Mr John Denham (Minister of State, Department of Health; Southampton, Itchen, Labour)
Clause 19 sets out the arrangements for the abolition of the NHS tribunal, which is an integral feature of the proposals in the NHS plan to modernise the way in which poorly performing primary care practitioners are dealt with. We want to make the system more effective, quicker and fairer, not only for patients, but for practitioners.

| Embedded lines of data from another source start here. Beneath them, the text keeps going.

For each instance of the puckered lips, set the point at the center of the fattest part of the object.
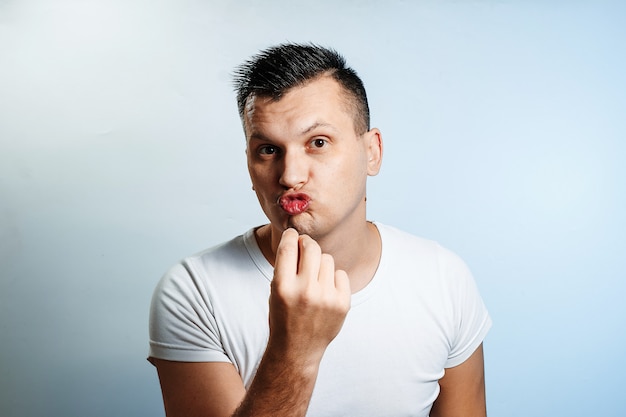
(294, 203)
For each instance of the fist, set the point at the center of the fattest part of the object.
(309, 299)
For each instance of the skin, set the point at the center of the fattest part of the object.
(302, 144)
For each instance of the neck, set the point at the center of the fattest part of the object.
(357, 252)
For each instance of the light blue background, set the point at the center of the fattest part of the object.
(121, 152)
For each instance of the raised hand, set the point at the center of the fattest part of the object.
(309, 298)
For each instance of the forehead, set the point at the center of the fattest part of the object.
(322, 100)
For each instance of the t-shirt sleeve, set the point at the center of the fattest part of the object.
(182, 324)
(471, 320)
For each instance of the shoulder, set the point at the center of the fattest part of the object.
(236, 259)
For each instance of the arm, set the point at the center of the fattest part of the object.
(308, 304)
(463, 389)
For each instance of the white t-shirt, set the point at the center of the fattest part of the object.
(421, 313)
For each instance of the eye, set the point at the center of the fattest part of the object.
(318, 143)
(268, 150)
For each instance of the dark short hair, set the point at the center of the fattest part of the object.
(276, 70)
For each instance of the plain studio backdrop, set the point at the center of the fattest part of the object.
(121, 152)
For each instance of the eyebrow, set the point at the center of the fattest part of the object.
(261, 137)
(315, 126)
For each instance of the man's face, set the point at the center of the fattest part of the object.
(307, 164)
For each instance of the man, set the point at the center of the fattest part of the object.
(362, 319)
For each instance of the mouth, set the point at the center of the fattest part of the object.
(294, 204)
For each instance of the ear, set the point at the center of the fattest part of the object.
(374, 145)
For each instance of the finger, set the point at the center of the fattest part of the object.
(310, 255)
(286, 255)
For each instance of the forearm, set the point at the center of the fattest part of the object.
(282, 387)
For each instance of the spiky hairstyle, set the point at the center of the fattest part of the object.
(274, 71)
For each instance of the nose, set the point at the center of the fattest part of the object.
(295, 170)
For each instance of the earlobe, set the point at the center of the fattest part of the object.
(375, 151)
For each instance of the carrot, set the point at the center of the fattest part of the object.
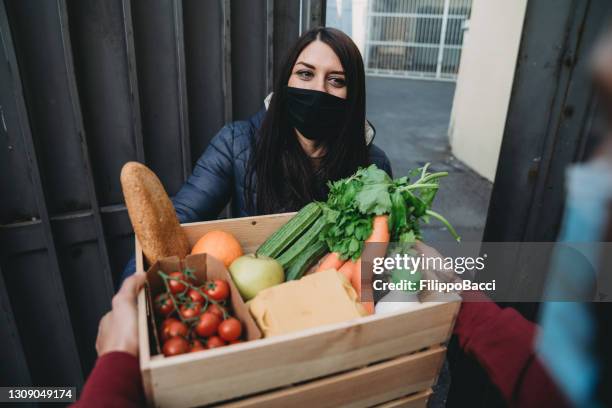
(331, 261)
(380, 234)
(347, 270)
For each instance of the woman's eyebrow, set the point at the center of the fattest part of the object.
(313, 67)
(307, 65)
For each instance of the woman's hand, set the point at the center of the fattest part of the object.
(443, 275)
(118, 329)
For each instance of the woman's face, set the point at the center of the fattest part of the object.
(318, 68)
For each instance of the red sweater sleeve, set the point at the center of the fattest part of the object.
(502, 341)
(115, 381)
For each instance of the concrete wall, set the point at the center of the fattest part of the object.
(484, 82)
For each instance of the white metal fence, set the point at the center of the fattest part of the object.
(415, 38)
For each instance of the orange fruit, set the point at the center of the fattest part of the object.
(220, 244)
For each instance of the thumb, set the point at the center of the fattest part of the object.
(131, 286)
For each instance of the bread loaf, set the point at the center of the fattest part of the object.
(152, 214)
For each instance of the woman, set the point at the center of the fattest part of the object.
(312, 130)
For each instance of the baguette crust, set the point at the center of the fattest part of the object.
(152, 214)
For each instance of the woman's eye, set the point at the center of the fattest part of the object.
(304, 74)
(338, 82)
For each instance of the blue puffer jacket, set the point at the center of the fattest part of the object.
(219, 175)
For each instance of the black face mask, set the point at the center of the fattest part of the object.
(316, 115)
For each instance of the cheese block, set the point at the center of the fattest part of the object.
(317, 299)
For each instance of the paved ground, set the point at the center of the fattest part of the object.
(411, 120)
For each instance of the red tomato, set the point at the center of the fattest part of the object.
(195, 296)
(230, 329)
(214, 342)
(176, 286)
(163, 304)
(218, 289)
(175, 345)
(216, 310)
(207, 325)
(196, 345)
(173, 328)
(190, 311)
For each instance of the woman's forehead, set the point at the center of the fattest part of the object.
(321, 56)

I hope that you will bear with me, Mr. Maxton, if I put clause 19 in context by referring, at least in passing, to clauses 22 to 28, which are relevant. Taken together, the clauses update the provisions for managing health authority practitioner lists. Clauses 22, 25 and 27, which we will debate subsequently, deal with lists and cover doctors, dentists, pharmacists and optometrists. They relate to non-principals as well as principals, and to practitioners who operate under parts I or II of the National Health Service Act 1977. Clause 22 deals with part II principals by amending the existing powers on admission to health authority medical, dental, ophthalmic, pharmaceutical and dispensing doctor lists. Clause 25 extends the concept of health authority lists to non-principals, and clause 27 extends it to doctors and dentists who are part I practitioners.
I mention those three clauses to try to avoid some repetition. Between them, they apply the same principles and procedures to each list, with any variations simply being those needed by the circumstances of particular groups. Although the clauses may seem similar in structure, that is the design and purpose as the issues that underlie them are the same.
The lists will underpin health authority systems for managing primary care services and for improving quality. The clauses will improve the arrangements by: giving health authorities powers to suspend or remove practitioners from their lists; extending the arrangements into the new provisions for service delivery, such as personal medical services, under part I of the 1977 Act; giving health authorities powers to remove practitioners from their lists on grounds of unsuitability, as well as when they are prejudicial to the efficiency of the service or because of fraud; and giving practitioners rights of appeal to the Family Health Services Appeal Authority against decisions by their health authority to remove them from its list. The clauses also reconstitute the Family Health Services Appeal Authority so that it is fully independent of the Secretary of State, and by including provisions to ensure that the new system operates quickly and effectively to address any risks to patients or to the service and to deliver proportionate and fair outcomes to practitioners.
We will have the opportunity to discuss the detail of the arrangements as we consider each clause, but those clauses are very much part and parcel of the series of measures that we are discussing on clause 19, to which I shall now return.
Only a small number of practitioners are referred to the NHS tribunal. However, there have been some problems with the tribunal's operations. It has been in existence since 1911, and has been responsible for the suspension and removal of poorly performing practitioners from health authority lists, but the system is now outdated.